EMQX 6.0.4以降、スキーマレジストリはdraft-03、draft-04、draft-06に加え、JSON Schema draft 2019-09およびdraft 2020-12をサポートしています。`$schema`が省略された場合はdraft-06が使用されます。対応範囲や制限、完全な例については[スキーマレジストリの例 - JSON Schema](./schema-registry-example-json.md)を参照してください。

- JSONオブジェクトに`temp`という名前のプロパティが含まれていること。
- `temp`プロパティは整数型であること。
- `temp`プロパティの値は101以上であること。

```json
{
  "$schema": "http://json-schema.org/draft-06/schema#",
  "type": "object",
  "properties": {
    "temp": {
      "type": "integer",
      "minimum": 101
    }
  },
  "required": ["temp"]
}
```

### スキーマバリデーションのテスト

[Create Validation Schema](#create-validation-schema)で作成した例のスキーマを使ってスキーマバリデーションの設定をテストできます。
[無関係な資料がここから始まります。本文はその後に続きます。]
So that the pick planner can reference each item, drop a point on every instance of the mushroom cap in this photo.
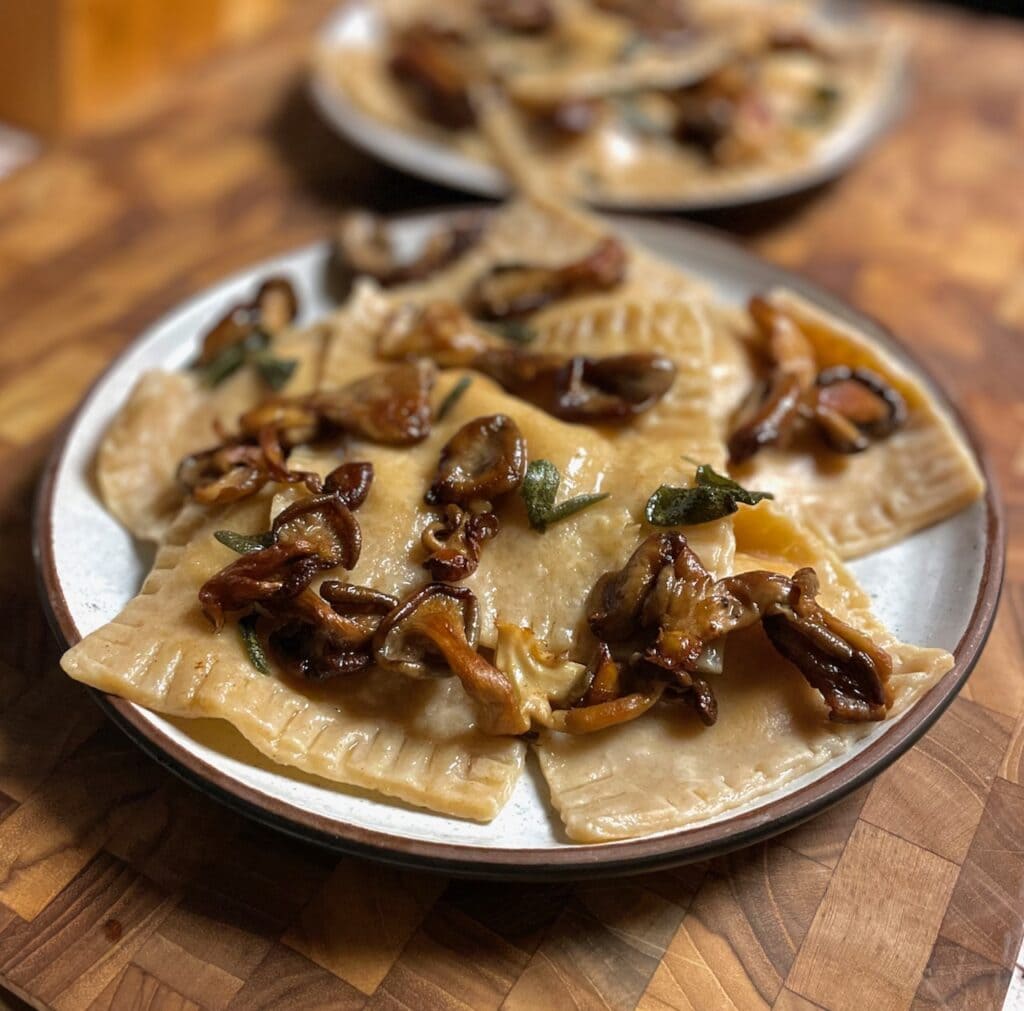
(324, 527)
(390, 407)
(404, 639)
(350, 481)
(485, 459)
[mqttx](https://mqttx.app/cli)を使用し、MQTTメッセージルールに準拠したペイロードでメッセージをパブリッシュします。

```bash
mqttx pub -t t/1 -m '{"temp": 102}'
```

MQTTメッセージルールに準拠しないペイロードでメッセージをパブリッシュします。

```bash
mqttx pub -t t/1 -m '{"temp": 100}'
```

ログ出力は以下のようになります。

```bash
2024-05-16T06:24:10.733827+00:00 [warning] tag: SCHEMA_VALIDATION, clientid: mqttx_1db4547e, msg: validation_failed, peername: 127.0.0.1:40850, action: drop, validation: <<"check-json">>
```

### REST API

REST APIを通じたスキーマバリデーションの詳細な利用方法は[EMQX Enterprise API](https://docs.emqx.com/en/enterprise/v6.3/admin/api-docs.html)を参照してください。

## 統計と指標

スキーマバリデーションを有効にすると、ダッシュボードに統計と指標が表示されます。Schema Validationページでバリデータ名をクリックすると以下を確認できます。

**統計情報**：

- **Total**：システム起動以降のトリガー総数
- **Success**：成功したデータバリデーション数
- **Failed**：失敗したデータバリデーション数

**レート指標**：

- 現在の検証速度
- 過去5分間の速度
- 過去の最大速度

統計はリセット可能で、Prometheusにも追加されており、`/prometheus/schema_validation`パスからアクセス可能です。